Problem Description
Given a string text, find the number of distinct non-empty substrings that can be written as a concatenation of a string with itself (i.e. as a + a). For example, if a substring is "abcabc", it is valid because it is formed by "abc" concatenated with "abc". The task is to count each distinct valid substring only once.
Key Insights
- Only even-length substrings can form an echo substring because they need to be split into two equal halves.
- Using a brute force approach (checking all even-length substrings) can be inefficient. A rolling hash is an effective way to quickly compute and compare hash values of substring halves.
- Precomputing hash values and appropriate power values enables constant-time comparisons for any substring.
- Store valid echo substrings (or a hash representation along with their length) in a set to ensure uniqueness.
Space and Time Complexity
Time Complexity: O(n^2) – We iterate over all even-length substrings. Space Complexity: O(n^2) in the worst case due to the hash set storage, plus O(n) for auxiliary arrays.
Solution
Our approach uses rolling hash to compare two halves of every even-length substring in constant time.
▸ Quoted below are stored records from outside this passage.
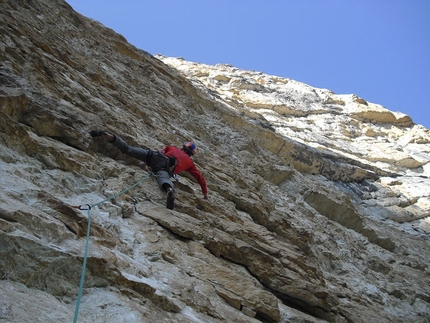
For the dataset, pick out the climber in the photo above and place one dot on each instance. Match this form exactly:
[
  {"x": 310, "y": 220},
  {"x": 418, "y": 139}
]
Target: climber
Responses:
[{"x": 165, "y": 163}]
We start by precomputing a prefix hash array and a power array based on a chosen base (26, for lowercase letters) and modulus (10^9 + 7) to minimize collisions. Then, for every possible even-length substring, we compute the hash of the first half and the hash of the second half. If they are equal, the substring is valid and is added (using a tuple of the hash of the entire substring and its length for uniqueness) to a set. Finally, we return the size of this set.